Continental, uzun yol ve şehirlerarası otobüs segmentine yönelik yeni lastik modeli Conti Coach HA 5’i piyasaya sundu. EMEA bölgesi için geliştirilen 5. nesil otobüs lastiği serisinin ilk modeli olan HA 5, marka tarafından açıklanan teknik verilere göre hem sırt yapısında hem de karkas tasarımında güncellemeler içeriyor.

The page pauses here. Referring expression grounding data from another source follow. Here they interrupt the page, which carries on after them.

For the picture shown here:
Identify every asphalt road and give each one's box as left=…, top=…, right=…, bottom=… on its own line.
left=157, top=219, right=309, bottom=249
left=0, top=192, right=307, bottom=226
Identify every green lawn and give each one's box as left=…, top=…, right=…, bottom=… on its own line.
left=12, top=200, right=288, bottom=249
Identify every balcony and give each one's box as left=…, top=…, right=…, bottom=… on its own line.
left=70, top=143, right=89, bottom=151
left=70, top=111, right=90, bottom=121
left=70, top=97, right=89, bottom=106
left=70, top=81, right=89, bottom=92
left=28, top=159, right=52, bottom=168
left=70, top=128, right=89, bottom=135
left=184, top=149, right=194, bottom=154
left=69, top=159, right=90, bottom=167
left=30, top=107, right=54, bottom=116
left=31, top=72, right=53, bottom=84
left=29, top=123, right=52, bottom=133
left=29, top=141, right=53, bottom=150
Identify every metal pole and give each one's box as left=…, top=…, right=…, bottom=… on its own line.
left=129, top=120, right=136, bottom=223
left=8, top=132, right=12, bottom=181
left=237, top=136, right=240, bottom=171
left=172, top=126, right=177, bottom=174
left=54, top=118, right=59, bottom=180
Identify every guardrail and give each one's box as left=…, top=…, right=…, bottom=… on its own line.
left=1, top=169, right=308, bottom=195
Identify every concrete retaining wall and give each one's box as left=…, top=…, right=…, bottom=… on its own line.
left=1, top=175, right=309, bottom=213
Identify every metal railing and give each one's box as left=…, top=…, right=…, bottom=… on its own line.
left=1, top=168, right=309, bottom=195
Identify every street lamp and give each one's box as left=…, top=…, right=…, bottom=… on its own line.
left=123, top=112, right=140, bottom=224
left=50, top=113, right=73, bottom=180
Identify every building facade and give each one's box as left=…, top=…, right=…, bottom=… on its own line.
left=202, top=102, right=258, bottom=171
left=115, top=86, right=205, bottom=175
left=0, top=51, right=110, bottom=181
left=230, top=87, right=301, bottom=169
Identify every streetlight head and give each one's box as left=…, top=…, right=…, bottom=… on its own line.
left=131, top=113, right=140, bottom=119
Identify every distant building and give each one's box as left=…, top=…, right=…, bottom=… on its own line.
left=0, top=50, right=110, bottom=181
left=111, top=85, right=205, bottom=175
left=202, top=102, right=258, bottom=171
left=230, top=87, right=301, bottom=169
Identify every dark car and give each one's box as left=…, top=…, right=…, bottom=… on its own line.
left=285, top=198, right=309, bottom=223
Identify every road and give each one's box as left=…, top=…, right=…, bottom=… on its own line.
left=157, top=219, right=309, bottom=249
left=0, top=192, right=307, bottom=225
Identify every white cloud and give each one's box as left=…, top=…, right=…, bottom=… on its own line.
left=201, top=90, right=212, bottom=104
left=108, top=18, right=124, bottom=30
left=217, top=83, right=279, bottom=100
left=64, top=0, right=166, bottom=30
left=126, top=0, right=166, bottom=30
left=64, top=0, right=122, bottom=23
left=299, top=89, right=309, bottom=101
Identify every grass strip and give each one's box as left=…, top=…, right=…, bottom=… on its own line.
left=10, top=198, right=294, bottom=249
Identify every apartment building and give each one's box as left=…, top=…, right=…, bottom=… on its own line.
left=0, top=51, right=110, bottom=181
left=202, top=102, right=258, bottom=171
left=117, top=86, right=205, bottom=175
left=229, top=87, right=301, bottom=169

Yeni modelde, aşınma direncini artırmak amacıyla yenilenmiş bir sırt hamuru karışımı kullanıldı. Karkas yapısı ise yüksek yük altında yapısal kararlılığı artırmak ve kaplanabilirliği desteklemek için yeniden tasarlandı. Teknik karşılaştırmalarda önceki modele kıyasla %20 daha yüksek kilometre performansı ve %10 daha düşük yuvarlanma direnci bilgisi paylaşılıyor.

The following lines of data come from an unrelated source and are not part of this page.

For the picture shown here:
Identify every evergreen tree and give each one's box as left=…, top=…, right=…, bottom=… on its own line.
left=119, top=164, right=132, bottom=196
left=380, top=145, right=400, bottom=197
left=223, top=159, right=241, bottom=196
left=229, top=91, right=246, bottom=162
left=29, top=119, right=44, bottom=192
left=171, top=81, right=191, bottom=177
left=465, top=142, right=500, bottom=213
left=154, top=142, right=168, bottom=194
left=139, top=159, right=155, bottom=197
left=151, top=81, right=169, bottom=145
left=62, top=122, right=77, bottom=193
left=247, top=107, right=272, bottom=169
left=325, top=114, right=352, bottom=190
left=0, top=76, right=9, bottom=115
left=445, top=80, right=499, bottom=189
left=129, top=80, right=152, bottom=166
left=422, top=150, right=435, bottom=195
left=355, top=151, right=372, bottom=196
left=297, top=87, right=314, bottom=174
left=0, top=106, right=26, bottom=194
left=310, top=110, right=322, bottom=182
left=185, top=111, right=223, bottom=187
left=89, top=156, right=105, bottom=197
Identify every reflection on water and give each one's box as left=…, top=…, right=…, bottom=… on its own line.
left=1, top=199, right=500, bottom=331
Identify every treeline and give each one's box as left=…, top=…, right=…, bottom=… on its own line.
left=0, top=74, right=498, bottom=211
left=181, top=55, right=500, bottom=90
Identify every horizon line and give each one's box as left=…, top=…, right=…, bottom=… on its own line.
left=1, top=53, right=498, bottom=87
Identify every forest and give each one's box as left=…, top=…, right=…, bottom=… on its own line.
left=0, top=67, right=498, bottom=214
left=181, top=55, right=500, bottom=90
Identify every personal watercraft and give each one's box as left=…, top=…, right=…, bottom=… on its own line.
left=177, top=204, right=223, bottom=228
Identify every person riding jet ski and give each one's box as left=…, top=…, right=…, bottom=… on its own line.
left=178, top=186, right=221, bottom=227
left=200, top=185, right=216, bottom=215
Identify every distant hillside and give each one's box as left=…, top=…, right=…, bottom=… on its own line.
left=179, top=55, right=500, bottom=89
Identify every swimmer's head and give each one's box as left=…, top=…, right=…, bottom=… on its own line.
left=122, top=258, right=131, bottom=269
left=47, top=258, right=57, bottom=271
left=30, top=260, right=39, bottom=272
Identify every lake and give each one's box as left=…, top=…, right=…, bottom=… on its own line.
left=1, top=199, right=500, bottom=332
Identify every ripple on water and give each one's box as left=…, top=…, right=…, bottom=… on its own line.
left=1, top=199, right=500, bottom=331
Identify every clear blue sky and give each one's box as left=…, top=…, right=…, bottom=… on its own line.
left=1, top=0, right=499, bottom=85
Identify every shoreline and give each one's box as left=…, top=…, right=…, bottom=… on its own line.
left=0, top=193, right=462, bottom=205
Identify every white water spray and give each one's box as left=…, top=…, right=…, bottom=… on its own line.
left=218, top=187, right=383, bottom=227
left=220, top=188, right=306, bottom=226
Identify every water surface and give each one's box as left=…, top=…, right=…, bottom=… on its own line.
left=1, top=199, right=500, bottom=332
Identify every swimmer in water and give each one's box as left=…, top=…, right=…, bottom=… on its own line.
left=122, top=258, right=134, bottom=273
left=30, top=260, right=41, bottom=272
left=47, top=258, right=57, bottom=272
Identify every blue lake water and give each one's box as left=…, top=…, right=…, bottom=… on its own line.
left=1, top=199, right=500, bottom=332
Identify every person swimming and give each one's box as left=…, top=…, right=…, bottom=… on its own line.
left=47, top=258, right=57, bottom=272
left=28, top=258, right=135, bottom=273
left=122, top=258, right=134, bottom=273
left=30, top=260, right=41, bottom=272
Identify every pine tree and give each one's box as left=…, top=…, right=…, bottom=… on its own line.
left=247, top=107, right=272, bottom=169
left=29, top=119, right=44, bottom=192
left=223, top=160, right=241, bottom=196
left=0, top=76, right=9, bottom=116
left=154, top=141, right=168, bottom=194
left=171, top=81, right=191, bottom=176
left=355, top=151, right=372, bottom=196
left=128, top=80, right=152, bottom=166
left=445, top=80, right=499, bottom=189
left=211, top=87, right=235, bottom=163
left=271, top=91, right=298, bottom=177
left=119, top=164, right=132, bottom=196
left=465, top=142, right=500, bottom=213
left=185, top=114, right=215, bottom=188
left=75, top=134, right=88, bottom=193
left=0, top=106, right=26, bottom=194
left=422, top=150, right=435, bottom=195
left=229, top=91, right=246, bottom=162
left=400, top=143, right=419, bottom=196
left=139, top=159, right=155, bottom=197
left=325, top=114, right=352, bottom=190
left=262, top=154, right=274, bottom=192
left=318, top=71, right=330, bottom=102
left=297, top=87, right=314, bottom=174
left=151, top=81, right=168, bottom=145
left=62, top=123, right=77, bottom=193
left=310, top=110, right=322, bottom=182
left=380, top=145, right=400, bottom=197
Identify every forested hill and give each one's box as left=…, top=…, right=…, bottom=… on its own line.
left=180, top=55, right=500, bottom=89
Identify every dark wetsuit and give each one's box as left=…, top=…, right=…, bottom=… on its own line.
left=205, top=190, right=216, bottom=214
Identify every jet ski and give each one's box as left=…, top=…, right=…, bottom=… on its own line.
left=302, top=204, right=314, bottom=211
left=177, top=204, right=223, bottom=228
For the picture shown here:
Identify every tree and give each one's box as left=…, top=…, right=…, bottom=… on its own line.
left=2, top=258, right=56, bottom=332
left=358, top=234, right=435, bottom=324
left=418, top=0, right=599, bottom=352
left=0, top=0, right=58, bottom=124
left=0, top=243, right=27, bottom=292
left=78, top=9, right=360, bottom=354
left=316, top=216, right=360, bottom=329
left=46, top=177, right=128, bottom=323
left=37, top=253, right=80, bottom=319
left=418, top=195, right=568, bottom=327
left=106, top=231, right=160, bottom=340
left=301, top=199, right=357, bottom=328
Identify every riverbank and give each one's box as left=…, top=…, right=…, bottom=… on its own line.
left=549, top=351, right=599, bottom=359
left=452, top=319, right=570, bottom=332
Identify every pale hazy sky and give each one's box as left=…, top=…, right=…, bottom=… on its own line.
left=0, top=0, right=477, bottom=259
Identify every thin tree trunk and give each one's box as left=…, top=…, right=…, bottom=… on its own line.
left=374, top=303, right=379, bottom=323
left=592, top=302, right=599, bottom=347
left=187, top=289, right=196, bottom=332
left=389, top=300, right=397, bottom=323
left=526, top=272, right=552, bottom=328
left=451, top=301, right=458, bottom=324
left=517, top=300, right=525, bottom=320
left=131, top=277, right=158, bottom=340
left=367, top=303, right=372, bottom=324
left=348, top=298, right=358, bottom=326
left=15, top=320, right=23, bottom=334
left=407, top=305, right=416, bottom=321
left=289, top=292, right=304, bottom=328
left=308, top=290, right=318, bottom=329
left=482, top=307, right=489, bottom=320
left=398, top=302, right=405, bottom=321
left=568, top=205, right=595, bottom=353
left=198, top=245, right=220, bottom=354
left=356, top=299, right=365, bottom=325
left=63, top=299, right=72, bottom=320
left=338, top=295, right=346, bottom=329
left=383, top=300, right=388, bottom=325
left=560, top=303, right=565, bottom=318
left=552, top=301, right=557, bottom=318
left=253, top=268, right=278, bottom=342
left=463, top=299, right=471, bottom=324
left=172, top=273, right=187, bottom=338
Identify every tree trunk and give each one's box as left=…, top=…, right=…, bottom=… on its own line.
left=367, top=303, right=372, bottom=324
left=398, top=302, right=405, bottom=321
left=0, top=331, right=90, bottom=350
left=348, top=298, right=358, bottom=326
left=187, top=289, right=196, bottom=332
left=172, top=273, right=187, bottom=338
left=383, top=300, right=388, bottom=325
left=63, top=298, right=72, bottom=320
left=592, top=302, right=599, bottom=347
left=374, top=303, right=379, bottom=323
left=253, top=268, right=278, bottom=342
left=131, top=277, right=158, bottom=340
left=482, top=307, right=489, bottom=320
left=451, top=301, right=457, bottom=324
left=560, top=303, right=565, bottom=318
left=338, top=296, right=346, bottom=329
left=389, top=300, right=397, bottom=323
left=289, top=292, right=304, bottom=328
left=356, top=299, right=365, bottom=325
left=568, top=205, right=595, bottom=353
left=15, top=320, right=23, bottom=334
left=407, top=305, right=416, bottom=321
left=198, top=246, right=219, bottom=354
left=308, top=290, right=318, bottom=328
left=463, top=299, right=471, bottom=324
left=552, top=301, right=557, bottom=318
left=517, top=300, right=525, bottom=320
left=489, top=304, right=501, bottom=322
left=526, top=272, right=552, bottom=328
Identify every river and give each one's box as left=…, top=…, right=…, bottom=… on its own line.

Lastik, desen yapısı ve kanal geometrisi bakımından da güncellenmiş bir tasarıma sahip. Bu yapı, özellikle ıslak zemin koşullarında tutuş değerlerini iyileştirmeyi amaçlıyor. Ürün, AB etiket sınıflandırmasında yakıt verimliliği B, ıslak zemin tutuşu B sınıfında yer alıyor.
Conti Coach HA 5, standart versiyonunun yanı sıra entegre sensörlü akıllı lastik seçeneğiyle de sunuluyor. Sensör sistemi, lastik basıncı ve sıcaklığının sürekli izlenmesine olanak tanıyarak filo yönetim yazılımlarına gerçek zamanlı veri aktarımı sağlıyor. Bu sayede bakım döngülerinin planlanması için operasyonel veri elde edilebiliyor.

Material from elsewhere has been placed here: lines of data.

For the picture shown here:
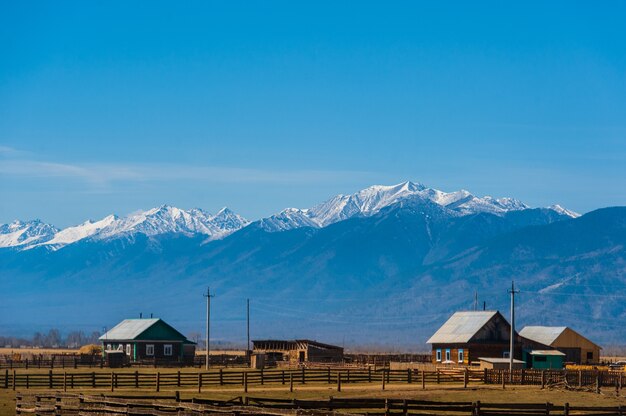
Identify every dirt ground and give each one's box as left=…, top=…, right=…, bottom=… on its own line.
left=2, top=381, right=626, bottom=416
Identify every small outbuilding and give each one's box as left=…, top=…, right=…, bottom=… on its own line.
left=478, top=357, right=525, bottom=370
left=519, top=326, right=601, bottom=364
left=252, top=339, right=343, bottom=366
left=99, top=318, right=195, bottom=366
left=526, top=350, right=565, bottom=369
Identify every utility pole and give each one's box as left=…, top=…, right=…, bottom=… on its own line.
left=246, top=298, right=250, bottom=366
left=508, top=281, right=519, bottom=380
left=204, top=287, right=214, bottom=370
left=474, top=291, right=478, bottom=311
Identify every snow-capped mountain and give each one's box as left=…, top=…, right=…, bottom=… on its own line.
left=0, top=181, right=580, bottom=248
left=0, top=206, right=250, bottom=250
left=0, top=220, right=58, bottom=248
left=256, top=181, right=578, bottom=232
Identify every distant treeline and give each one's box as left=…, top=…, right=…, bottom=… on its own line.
left=0, top=329, right=101, bottom=349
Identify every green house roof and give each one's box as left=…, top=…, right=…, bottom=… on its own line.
left=99, top=318, right=190, bottom=342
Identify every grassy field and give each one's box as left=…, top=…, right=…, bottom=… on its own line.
left=2, top=380, right=626, bottom=416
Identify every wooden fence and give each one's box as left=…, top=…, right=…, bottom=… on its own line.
left=3, top=368, right=623, bottom=393
left=2, top=368, right=478, bottom=392
left=15, top=393, right=626, bottom=416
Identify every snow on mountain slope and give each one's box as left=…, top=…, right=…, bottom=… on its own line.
left=1, top=206, right=249, bottom=250
left=257, top=208, right=319, bottom=232
left=257, top=181, right=566, bottom=232
left=0, top=220, right=58, bottom=248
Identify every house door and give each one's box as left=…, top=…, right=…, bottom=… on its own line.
left=298, top=351, right=305, bottom=362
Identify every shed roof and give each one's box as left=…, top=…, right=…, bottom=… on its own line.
left=478, top=357, right=525, bottom=364
left=427, top=311, right=500, bottom=344
left=99, top=318, right=188, bottom=342
left=529, top=350, right=566, bottom=356
left=519, top=326, right=567, bottom=346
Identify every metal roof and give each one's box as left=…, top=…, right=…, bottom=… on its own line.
left=519, top=326, right=567, bottom=346
left=99, top=319, right=160, bottom=341
left=427, top=311, right=499, bottom=344
left=529, top=350, right=566, bottom=356
left=478, top=357, right=525, bottom=364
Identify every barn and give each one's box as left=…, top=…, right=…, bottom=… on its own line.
left=252, top=339, right=343, bottom=366
left=426, top=311, right=528, bottom=365
left=519, top=326, right=601, bottom=364
left=99, top=318, right=196, bottom=365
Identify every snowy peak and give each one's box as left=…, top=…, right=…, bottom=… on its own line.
left=0, top=220, right=58, bottom=248
left=548, top=204, right=581, bottom=218
left=1, top=206, right=249, bottom=250
left=257, top=181, right=576, bottom=232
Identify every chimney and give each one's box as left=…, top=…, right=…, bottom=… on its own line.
left=150, top=313, right=153, bottom=318
left=483, top=301, right=486, bottom=311
left=140, top=312, right=142, bottom=319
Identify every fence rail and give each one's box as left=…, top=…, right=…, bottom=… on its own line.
left=3, top=368, right=624, bottom=393
left=15, top=392, right=626, bottom=416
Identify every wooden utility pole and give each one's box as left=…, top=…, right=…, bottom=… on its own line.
left=204, top=287, right=214, bottom=370
left=508, top=280, right=519, bottom=382
left=247, top=298, right=250, bottom=366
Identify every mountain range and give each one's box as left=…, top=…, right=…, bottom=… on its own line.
left=1, top=181, right=624, bottom=349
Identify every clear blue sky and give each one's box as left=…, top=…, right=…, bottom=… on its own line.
left=1, top=1, right=625, bottom=227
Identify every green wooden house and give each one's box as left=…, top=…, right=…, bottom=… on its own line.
left=99, top=318, right=195, bottom=365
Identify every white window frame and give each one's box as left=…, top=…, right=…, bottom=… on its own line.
left=458, top=349, right=464, bottom=363
left=106, top=344, right=112, bottom=351
left=146, top=344, right=154, bottom=356
left=436, top=349, right=442, bottom=362
left=126, top=344, right=131, bottom=356
left=164, top=344, right=173, bottom=356
left=445, top=349, right=451, bottom=361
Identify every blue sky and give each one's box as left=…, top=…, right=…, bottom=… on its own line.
left=1, top=1, right=625, bottom=227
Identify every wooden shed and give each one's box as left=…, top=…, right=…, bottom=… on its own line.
left=526, top=350, right=566, bottom=369
left=427, top=311, right=526, bottom=365
left=99, top=318, right=195, bottom=366
left=252, top=339, right=343, bottom=366
left=478, top=357, right=525, bottom=370
left=519, top=326, right=601, bottom=364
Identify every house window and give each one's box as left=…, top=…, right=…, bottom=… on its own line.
left=106, top=344, right=112, bottom=350
left=534, top=355, right=547, bottom=362
left=126, top=344, right=131, bottom=355
left=586, top=352, right=593, bottom=360
left=146, top=344, right=154, bottom=356
left=503, top=351, right=510, bottom=358
left=436, top=349, right=442, bottom=362
left=458, top=349, right=464, bottom=363
left=445, top=349, right=451, bottom=361
left=164, top=344, right=173, bottom=356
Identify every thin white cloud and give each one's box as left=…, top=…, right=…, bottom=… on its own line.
left=0, top=157, right=375, bottom=187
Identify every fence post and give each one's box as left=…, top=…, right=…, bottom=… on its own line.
left=49, top=370, right=53, bottom=389
left=337, top=372, right=341, bottom=392
left=135, top=371, right=139, bottom=388
left=12, top=371, right=16, bottom=391
left=382, top=370, right=386, bottom=390
left=464, top=368, right=468, bottom=388
left=421, top=369, right=425, bottom=389
left=384, top=398, right=390, bottom=416
left=156, top=372, right=160, bottom=392
left=476, top=400, right=481, bottom=416
left=302, top=367, right=305, bottom=384
left=92, top=372, right=95, bottom=388
left=54, top=393, right=62, bottom=416
left=407, top=369, right=412, bottom=384
left=595, top=371, right=600, bottom=394
left=521, top=369, right=525, bottom=385
left=502, top=370, right=505, bottom=389
left=244, top=371, right=248, bottom=393
left=4, top=369, right=7, bottom=389
left=26, top=374, right=29, bottom=390
left=177, top=370, right=181, bottom=387
left=198, top=373, right=202, bottom=393
left=347, top=369, right=350, bottom=384
left=564, top=402, right=569, bottom=416
left=282, top=370, right=285, bottom=385
left=110, top=372, right=114, bottom=392
left=289, top=372, right=294, bottom=392
left=541, top=370, right=546, bottom=389
left=71, top=374, right=74, bottom=389
left=546, top=402, right=551, bottom=415
left=484, top=368, right=488, bottom=384
left=368, top=367, right=372, bottom=383
left=220, top=368, right=223, bottom=386
left=578, top=370, right=582, bottom=388
left=260, top=368, right=264, bottom=385
left=63, top=372, right=67, bottom=392
left=436, top=369, right=440, bottom=384
left=327, top=367, right=331, bottom=384
left=74, top=357, right=77, bottom=369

Model, 295/80 R 22.5 ebadıyla hem orijinal ekipman hem de yenileme pazarı için satışa çıktı. Orijinal ekipman versiyonlarında sensörler standart olarak yer alırken, yenileme pazarında talebe göre sağlanabiliyor.
Continental Kamyon Lastikleri EMEA Ürün Geliştirme Müdürü Hinnerk Kaiser, yeni ürünle ilgili yaptığı değerlendirmede, “Conti Coach HA 5, bugüne kadar geliştirdiğimiz en ileri otobüs lastiği. Yeni nesil sırt hamuru karışımı ve optimize edilmiş karkas yapısı sayesinde hava şartlarından bağımsız, güvenilir bir performans sunuyor. Önceki modele kıyasla yüzde 20 daha yüksek kilometre, yüzde 10 daha düşük yuvarlanma direnci ve ilk kilometreden son kilometreye kadar yüksek tutuş sağlıyor. Bu da filoların daha uzun süre yol yapabilmesi, daha az yakıt tüketmesi ve daha düşük CO₂ emisyonu üretmesi anlamına geliyor” dedi.